Well I have a question that is "identify the two interesting points in the picture for the function $f(z) = z + 1/z$. Explain your answer." where it refers to the tool here:
http://rotormind.com/projects/codework/conformal/
I was told that the 2 interesting points that we must find/prove are:
additionally, there was a hint that the quadratic formula may be useful.
I was also told that I did not need to know anything about conformal mapping and that high school mathematics would enable me to do this question. So my question is, what is the picture showing? and how can I find these points? Thanks!
Let's start with some observations:
The pictured points are the images of the points in a square grid of length and width 2 under the mapping $f$. The original grid (unfortunately hidden) is centered at the mouse cursor, but the image grid may of course lie somewhere else.
Observation 1: The image grid looks mostly like a square, possibly with some bumps and dents.
Observation 2: Angles between curves are mostly preserved, in particular the edges of the image square have mostly 90 degree angles.
Observation 3: the above observations seem to fail and strange things happen, if we move the cursor into the rectangle with vertices $-2-i,~2-i,~2+i,~-2+i$. That is, as soon as some grid points get close to $-1$ or $1$. In this case, some of the image points seem to "cluster" at $-2$ or $2$, respectively.

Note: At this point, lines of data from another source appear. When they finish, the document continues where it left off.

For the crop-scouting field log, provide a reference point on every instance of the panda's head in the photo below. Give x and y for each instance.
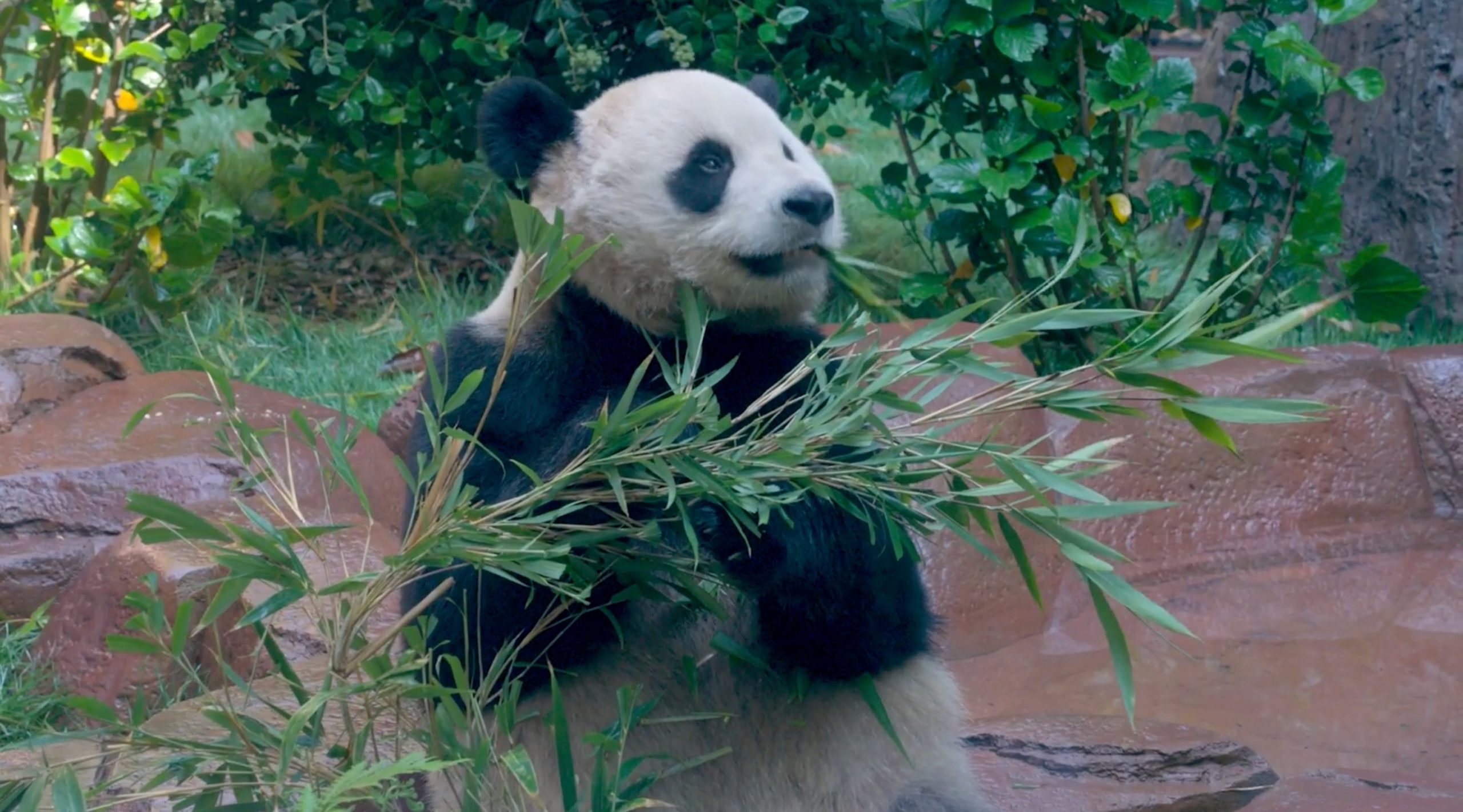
(694, 174)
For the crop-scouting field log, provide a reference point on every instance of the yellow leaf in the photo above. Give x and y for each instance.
(153, 243)
(94, 49)
(1121, 207)
(1065, 167)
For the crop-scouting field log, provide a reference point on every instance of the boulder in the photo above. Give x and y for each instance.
(65, 474)
(1101, 764)
(1329, 790)
(1360, 464)
(94, 606)
(394, 426)
(1434, 378)
(46, 359)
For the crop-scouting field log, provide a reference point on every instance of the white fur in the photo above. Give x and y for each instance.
(610, 182)
(827, 753)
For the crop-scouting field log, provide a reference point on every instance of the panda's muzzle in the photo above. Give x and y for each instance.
(770, 265)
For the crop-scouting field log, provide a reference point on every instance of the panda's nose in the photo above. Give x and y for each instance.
(809, 204)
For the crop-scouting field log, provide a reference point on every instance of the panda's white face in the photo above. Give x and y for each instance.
(698, 181)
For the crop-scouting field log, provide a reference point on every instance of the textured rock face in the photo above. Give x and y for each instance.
(93, 606)
(1099, 764)
(65, 474)
(46, 359)
(1320, 570)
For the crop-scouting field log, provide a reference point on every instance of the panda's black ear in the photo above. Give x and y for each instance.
(766, 88)
(518, 121)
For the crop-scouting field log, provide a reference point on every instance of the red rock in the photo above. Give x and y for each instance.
(394, 426)
(1099, 764)
(1360, 464)
(1349, 662)
(1360, 792)
(65, 474)
(93, 606)
(1434, 377)
(46, 359)
(985, 605)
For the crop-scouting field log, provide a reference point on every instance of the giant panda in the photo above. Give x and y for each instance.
(699, 182)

So, what is wrong about the points $-1$ and $1$? The property that grid points near these, are mapped closer together ("clustering" at $-2$ or $2$), indicates that the derivatives near $-1$ and $1$ are small. Indeed, you can easily calculate that the derivative of $f(z)=z+1/z$ has zeros exactly at these two points and these are mapped to $-2$ and $2$, respectively. We call $-1$ and $1$ critical points, and $-2$ and $2$ critical values.
Now, a conformal mapping is defined to be a locally angle-preserving mapping, which would explain the observations 1 and 2. This, however, is equivalent to being a holomorphic function whose derivative is everywhere non-zero. Our function $f$ thus fails to be conformal at $-1$ and $1$, which explains observation 3.
Finally, it depends on you, whether you want to consider the critical points $-1$ and $1$ or the critical values $-2$ and $2$ to be the "special points".
Edit: Why is there "clustering" near a critical value?
Well, the derivative of a function is by definition the (infinitesimal) ratio of the distance of two image points to their preimage's distance. Now, if you have derivative zero at for instance the point $z=1$, whose image is $2$, this means, that points reasonably close to $1$ must be mapped significantly closer to $2$, otherwise the ratio of those distances could not tend to zero.